Although the federal leasing program makes more than 90 percent of the United States’ “total offshore acreage” available to oil and gas drilling, according to a statement from the governor’s office, it doesn’t include waters off the Florida coast – the Sunshine State was granted a pass due to its reliance on tourism, making it one of the nation’s top “ocean economies.”

Adrienne Esposito: Don’t be a fool.
Cuomo formally requested in March that New York be similarly excluded from the federal drilling program. The Empire State boasts the nation’s third-largest ocean economy, according to the governor’s office, which cited $23 billion in annual economic activity, including $11 billion in annual wages.
Further, some 60 percent of New York’s population – including nearly 8 million residents on Long Island – is situated along the state’s coastline. And so is the Port of New York and New Jersey, the largest commercial port on the Eastern Seaboard, a $90 billion annual economic hub and the last place you want an oil spill, according to the governor’s office, which suggests such an accident could be “devastating to the national economy.”
To date, New York has not been excluded from the National Outer Continental Shelf Oil and Leasing Program – hence, Cuomo’s proposed legislation, a direct blocking action and a “true commitment to keeping New York’s environment clean, beautiful and protected,” according to NYS Assemblyman Steve Englebright (D-Setauket).

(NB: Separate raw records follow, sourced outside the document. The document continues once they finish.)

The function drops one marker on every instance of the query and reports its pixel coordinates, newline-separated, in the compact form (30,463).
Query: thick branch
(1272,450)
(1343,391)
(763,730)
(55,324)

“My Assembly colleagues and I held a hearing on Long Island in February and there was unanimous condemnation of the federal government’s proposal to open up our waters to drilling for oil and gas,” noted Englebright, who lauded Cuomo’s proposed legislation as “aggressive action to protect New York’s environment from the federal government’s regressive policies.”

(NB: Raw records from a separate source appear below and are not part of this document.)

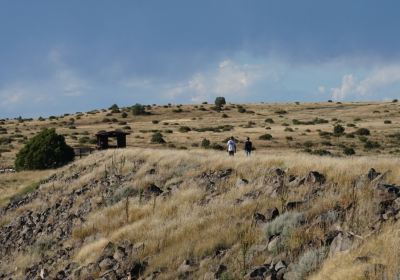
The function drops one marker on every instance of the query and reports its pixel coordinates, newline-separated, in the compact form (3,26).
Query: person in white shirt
(231,146)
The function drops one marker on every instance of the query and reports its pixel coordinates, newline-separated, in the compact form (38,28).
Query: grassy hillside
(199,214)
(293,127)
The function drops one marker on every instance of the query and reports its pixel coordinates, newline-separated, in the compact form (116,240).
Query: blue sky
(69,56)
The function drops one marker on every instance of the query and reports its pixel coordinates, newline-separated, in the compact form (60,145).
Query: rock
(258,217)
(271,214)
(279,172)
(108,250)
(260,272)
(242,182)
(376,271)
(60,275)
(387,192)
(119,254)
(340,243)
(330,236)
(107,263)
(314,177)
(221,269)
(137,269)
(362,259)
(280,274)
(274,243)
(372,174)
(292,205)
(279,265)
(153,189)
(186,267)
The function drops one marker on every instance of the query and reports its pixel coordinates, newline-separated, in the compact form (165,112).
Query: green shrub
(205,143)
(265,137)
(241,110)
(362,131)
(216,146)
(220,101)
(308,144)
(184,129)
(338,130)
(157,138)
(280,112)
(348,151)
(284,224)
(45,150)
(310,261)
(371,145)
(138,110)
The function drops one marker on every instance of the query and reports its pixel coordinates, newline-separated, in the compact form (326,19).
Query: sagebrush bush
(157,138)
(284,224)
(310,261)
(265,137)
(45,150)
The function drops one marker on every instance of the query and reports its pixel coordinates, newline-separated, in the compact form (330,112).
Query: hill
(303,127)
(168,214)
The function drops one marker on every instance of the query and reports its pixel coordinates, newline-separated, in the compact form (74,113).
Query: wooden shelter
(102,139)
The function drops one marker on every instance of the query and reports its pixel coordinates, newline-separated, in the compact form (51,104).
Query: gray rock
(341,242)
(314,177)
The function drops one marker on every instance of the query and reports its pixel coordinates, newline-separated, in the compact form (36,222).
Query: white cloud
(373,83)
(64,81)
(380,78)
(348,84)
(229,79)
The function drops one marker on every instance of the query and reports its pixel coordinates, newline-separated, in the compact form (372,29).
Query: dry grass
(382,249)
(141,127)
(182,226)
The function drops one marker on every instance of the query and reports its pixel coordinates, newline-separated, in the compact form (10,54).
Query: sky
(69,56)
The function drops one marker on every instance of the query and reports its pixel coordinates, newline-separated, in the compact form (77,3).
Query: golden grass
(180,227)
(381,249)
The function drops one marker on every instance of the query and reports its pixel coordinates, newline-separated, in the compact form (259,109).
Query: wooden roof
(112,133)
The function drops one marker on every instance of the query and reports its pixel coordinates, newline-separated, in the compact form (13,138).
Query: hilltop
(313,201)
(282,127)
(167,214)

Those concerns about potential spills and their deleterious environmental and economic effects are quite real, added Adrienne Esposito, executive director of the Farmingdale-based Citizens Campaign for the Environment, who lamented the oil and gas industries’ “injurious track record of oil spills and other environmental disasters.”
“The federal government’s offshore drilling plan significantly increases the risk of even greater environmental disasters across our coastal regions,” Esposito said in a statement. “As renewable energy technology is deployed in our state and our nation, it is reducing the need for fossil fuels.
“We can no longer be fossil fools and continue to advance outdated, potentially damaging offshore drilling.”